A Call To Arms – Snippet 09

“I see,” Marcello said. “I wonder if we can talk to Missile Tech Townsend privately. Once his interrogation is finished, of course.”

“I think that can be arranged,” Nabaum said. “If you’d care to wait here, I’ll have him sent down as soon as we’re done with him. If you’ll excuse me, I have other matters to attend to.”

She headed for the door. “I need to head out, too,” Henderson said. “There are a couple of angles I want to look into.”

“Of course,” Marcello said. “A suggestion, if I may: you might want to send Soleil Azur’s personnel photos to all commercial ground and air services. Just in case one of them tries to leave Quechua City.”

“Along with vehicle rentals,” Henderson said, nodding. “Already done. Let me know if you find out anything new.”

“I will, Sir,” Marcello assured him. “I hope we can get this thing straightened out quickly.”

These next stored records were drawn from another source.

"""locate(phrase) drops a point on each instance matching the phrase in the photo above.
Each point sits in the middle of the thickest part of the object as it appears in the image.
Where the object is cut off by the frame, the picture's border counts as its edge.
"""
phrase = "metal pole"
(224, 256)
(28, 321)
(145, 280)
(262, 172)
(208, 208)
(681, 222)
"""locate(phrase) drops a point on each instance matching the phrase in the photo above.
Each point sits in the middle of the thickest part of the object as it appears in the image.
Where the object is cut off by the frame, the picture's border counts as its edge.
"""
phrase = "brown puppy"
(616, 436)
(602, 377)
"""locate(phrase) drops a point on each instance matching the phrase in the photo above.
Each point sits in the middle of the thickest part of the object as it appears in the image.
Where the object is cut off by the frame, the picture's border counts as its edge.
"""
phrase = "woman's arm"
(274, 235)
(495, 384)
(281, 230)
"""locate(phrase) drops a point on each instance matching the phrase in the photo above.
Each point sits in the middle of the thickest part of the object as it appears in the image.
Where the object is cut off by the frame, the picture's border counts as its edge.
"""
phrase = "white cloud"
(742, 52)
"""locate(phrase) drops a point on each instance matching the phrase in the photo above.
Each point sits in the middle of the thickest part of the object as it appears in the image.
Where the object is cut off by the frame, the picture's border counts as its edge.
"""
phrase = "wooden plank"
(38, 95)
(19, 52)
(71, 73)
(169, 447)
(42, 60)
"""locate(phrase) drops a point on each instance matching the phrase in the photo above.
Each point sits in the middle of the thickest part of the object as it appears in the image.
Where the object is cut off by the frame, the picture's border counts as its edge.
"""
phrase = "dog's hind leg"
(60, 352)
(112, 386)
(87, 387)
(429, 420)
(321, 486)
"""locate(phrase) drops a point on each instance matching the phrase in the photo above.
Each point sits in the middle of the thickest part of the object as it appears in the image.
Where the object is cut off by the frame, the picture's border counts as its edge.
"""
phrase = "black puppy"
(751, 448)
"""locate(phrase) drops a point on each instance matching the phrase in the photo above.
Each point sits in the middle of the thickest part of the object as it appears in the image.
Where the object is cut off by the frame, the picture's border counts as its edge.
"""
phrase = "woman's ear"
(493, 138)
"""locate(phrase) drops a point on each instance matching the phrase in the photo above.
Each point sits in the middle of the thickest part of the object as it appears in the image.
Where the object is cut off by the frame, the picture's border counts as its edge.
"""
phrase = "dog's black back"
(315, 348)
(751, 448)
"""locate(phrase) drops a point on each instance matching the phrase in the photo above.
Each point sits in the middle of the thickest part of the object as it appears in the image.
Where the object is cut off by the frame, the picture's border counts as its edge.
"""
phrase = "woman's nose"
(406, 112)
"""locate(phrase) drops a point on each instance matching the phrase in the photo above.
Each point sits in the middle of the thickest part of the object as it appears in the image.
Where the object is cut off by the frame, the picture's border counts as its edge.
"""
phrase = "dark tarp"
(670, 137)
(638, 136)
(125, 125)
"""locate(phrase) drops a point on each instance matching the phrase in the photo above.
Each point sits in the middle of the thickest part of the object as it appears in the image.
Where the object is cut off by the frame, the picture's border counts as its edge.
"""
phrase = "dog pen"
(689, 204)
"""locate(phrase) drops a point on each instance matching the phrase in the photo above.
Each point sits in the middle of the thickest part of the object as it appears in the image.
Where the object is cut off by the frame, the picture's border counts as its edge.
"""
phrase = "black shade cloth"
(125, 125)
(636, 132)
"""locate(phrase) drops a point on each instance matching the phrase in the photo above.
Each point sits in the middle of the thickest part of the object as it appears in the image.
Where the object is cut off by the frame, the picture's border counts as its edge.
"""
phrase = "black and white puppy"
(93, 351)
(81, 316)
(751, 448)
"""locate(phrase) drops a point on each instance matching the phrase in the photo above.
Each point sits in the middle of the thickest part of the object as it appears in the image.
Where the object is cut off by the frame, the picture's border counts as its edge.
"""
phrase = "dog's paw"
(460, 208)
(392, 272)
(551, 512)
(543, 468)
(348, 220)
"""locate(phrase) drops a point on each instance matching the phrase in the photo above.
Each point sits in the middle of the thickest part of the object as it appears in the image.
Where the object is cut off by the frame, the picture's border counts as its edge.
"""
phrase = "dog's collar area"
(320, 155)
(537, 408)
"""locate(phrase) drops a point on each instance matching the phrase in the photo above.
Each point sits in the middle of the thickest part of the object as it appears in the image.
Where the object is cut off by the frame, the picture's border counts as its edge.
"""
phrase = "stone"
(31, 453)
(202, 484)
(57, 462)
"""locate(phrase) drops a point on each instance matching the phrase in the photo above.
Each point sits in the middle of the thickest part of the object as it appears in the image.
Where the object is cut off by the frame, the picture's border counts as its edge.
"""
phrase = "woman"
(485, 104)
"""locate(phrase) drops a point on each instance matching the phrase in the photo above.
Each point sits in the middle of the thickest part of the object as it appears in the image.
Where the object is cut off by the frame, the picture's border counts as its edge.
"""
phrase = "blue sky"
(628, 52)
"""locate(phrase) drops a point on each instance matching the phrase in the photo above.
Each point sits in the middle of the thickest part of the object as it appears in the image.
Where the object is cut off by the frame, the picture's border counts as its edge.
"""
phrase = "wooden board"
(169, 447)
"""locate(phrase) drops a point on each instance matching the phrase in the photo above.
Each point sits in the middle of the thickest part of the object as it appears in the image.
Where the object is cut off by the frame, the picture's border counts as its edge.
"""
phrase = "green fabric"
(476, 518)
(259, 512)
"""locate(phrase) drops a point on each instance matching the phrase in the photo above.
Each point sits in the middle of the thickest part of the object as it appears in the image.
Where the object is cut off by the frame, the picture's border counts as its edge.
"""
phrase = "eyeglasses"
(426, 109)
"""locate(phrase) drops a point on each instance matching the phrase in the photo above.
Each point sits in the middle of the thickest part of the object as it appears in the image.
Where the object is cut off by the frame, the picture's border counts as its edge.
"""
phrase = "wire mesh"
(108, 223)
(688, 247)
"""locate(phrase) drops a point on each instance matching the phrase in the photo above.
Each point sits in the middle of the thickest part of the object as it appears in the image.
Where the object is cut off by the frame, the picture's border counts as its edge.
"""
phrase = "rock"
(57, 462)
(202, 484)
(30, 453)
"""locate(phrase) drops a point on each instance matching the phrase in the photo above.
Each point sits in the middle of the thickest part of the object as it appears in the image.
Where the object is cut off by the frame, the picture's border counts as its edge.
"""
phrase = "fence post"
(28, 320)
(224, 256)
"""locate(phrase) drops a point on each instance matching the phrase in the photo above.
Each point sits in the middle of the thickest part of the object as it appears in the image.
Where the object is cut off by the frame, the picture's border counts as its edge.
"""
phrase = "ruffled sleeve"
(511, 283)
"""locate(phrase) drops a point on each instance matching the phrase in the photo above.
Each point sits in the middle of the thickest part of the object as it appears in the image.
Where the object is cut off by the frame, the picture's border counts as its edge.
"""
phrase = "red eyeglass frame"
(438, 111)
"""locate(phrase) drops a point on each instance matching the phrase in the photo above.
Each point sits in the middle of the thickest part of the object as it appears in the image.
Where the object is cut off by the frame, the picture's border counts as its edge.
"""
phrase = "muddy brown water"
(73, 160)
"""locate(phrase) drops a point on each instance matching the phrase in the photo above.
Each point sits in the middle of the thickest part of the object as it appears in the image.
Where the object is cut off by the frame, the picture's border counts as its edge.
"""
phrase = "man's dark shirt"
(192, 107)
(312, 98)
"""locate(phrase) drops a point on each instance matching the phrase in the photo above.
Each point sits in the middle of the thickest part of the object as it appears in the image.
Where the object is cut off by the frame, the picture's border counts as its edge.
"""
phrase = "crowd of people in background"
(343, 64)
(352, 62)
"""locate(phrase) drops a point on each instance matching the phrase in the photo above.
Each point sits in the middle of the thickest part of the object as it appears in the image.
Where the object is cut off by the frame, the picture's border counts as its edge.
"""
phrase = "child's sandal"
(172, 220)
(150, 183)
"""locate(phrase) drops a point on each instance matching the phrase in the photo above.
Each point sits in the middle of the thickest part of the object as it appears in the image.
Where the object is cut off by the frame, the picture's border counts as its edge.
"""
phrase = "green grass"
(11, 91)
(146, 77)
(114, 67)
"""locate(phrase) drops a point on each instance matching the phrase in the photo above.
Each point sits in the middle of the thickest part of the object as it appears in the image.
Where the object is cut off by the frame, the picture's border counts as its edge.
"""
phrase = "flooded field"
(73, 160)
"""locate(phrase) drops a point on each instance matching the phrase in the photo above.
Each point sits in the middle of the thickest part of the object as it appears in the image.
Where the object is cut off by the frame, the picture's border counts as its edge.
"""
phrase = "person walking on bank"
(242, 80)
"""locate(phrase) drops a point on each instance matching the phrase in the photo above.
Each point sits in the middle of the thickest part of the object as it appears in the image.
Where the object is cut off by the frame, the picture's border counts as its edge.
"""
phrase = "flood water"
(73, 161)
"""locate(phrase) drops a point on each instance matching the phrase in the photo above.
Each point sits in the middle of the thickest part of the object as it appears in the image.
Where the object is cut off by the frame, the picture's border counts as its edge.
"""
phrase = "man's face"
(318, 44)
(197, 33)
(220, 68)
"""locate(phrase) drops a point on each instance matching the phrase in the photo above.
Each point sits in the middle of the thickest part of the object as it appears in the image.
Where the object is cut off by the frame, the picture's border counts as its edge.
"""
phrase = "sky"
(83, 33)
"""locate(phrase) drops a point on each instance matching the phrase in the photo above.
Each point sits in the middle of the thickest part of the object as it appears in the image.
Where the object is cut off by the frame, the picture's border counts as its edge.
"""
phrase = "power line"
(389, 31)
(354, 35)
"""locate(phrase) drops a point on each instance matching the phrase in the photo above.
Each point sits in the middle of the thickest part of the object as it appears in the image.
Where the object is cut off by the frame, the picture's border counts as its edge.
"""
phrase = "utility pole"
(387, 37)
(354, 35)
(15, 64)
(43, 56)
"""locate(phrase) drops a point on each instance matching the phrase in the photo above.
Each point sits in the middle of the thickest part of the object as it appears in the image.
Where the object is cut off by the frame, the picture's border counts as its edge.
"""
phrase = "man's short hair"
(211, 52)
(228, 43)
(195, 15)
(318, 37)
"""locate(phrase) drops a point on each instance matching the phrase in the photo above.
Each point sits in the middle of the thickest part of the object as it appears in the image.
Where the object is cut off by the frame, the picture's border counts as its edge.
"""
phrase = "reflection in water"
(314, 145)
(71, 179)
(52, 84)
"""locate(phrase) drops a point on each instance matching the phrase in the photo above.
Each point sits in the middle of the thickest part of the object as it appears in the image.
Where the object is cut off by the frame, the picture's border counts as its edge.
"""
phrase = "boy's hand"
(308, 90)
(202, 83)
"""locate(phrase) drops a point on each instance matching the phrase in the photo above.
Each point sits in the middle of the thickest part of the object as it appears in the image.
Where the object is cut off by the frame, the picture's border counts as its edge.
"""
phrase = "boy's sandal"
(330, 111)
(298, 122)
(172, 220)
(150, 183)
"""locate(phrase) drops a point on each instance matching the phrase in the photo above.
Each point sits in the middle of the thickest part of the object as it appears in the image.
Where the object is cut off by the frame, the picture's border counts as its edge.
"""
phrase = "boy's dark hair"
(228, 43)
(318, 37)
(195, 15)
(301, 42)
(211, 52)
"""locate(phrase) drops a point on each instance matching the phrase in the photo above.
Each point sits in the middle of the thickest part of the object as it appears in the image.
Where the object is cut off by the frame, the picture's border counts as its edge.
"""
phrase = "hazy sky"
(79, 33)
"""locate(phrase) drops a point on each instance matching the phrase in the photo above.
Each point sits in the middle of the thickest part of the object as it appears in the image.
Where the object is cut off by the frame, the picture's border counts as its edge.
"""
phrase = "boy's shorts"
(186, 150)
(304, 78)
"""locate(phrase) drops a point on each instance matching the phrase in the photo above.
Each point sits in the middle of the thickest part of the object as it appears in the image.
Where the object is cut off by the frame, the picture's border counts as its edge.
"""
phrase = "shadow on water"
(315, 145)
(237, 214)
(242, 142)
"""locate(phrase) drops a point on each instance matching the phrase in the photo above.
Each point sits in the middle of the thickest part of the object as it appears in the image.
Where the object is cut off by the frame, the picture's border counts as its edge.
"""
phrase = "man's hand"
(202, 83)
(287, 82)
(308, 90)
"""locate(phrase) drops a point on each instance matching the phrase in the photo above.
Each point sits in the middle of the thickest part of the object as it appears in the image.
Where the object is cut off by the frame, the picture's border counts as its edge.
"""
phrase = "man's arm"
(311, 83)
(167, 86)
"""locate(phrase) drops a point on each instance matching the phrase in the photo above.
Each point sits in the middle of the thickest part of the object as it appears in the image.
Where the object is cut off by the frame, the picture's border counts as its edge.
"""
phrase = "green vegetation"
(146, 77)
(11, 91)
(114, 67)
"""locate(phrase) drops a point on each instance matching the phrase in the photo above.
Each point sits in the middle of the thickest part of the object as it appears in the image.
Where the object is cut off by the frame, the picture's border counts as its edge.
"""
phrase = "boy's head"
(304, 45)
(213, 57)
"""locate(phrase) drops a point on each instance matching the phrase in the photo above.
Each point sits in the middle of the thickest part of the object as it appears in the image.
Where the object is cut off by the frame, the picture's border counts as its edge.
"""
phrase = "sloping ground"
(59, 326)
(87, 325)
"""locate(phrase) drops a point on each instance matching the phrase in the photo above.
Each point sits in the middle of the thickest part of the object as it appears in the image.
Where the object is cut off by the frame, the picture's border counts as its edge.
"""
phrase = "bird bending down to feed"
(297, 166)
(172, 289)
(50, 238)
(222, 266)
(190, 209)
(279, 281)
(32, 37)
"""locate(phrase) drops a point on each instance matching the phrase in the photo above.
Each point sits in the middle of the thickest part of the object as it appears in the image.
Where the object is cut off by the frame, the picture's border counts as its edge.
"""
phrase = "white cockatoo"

“Amen to that.” Henderson smiled faintly. “Because so far, the Manticoran friendship tour is not exactly living up to our expectations. Good luck.”

It was another hour before Townsend finally arrived in the briefing room. Long enough for Commander Shiflett to join them. More than long enough for Marcello and Lisa to confirm that a purloined copy of the Deuxième Prison recording was indeed on Townsend’s personal.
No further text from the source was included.